Ismael Guardado en 20 Actos de amor barroco viaja por el laberinto de Eros. Líneas que describen pliegues, que marcan vellos o que se entregan a la majestad de la vida que supone el sexo enamorado. El filósofo francés Michel Onfray anota que “el deseo es polígamo, no se preocupa por la descendencia, es sistemáticamente infiel y furiosamente nómada.” Esto lo observa el artista bajo la perspectiva de un mundo hipersexualizado, sinfonía de trazos multiplicados que dejan ver y ocultan, que establecen el diálogo abierto y en susurros que están a la vista y que sin embargo esconden algo de sus secretos. Pocas veces el deseo ha tenido una representación semejante, una ojeada cautiva a una lubricidad que circula por estas obras que nunca terminan de verse porque están activas, son ellas y los fantasmas que suscitan.

Ismael tuvo en cuenta la conjunción de lo abstracto y lo figurativo, rasgos de ambas formas de expresión se conjuntan y de esa manera lo que podría ser evidencia entra en el terreno de las interpretaciones, de la vestimenta de aquello que es fantasía, transformación, magma puro que se desborda en la calidez volcánica del sexo enfebrecido, rutilante, iluminador.

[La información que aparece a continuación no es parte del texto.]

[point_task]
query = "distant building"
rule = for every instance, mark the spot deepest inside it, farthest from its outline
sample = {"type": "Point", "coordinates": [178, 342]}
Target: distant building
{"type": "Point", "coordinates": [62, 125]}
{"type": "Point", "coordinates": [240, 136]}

En las piezas que ha creado Ismael Guardado aparece y reaparece el instante, ese lapso sin tiempo definido, que se congela y descongela según la circunstancia, y que antecede a los hechos, aunque en sí mismo lo enuncia, y que es la magia del encuentro de las partes genésicas antes de la unión. Es la fascinación de y por la cópula, celebración que aviva los sentidos y recupera el goce por la vida. Contemplar el hecho a través de la plástica de Guardado es encontrarse con la belleza corporal del acto mismo.

Nada detiene a los amantes, sólo la mirada de un artista que prolonga la experiencia al otorgarles la dicha de lo instantáneo, de lo que ocurrirá sin más, pero que es necesario procesarlo a través de un ojo mirón que se da cuenta de las cosas y las eleva por encima de lo inmediato.

El humor, ese barniz indispensable, también aparece en estas piezas que habitan esta Sala. De pronto, unas sencillas prensas para hacer tortillas se convierten en coloridas serpientes fálicas, que amenazan a todo lo que esté a su alrededor. Piezas de barro y metal que son otras maneras de asumir el deseo. Sólo que ahora estas obras son herederas de la ironía picaresca y a ella se deben con orgullo. Este espacio es el bastión de un deseo múltiple y recurrente, que sólo un artista con el talento y el virtuosismo de Ismael Guardado han podido conciliar con tal intensidad y hermosura. Aljibe del tiempo, este es un templo profano en el que se consagra algo de lo más valioso de lo humano: el recreo de Eros.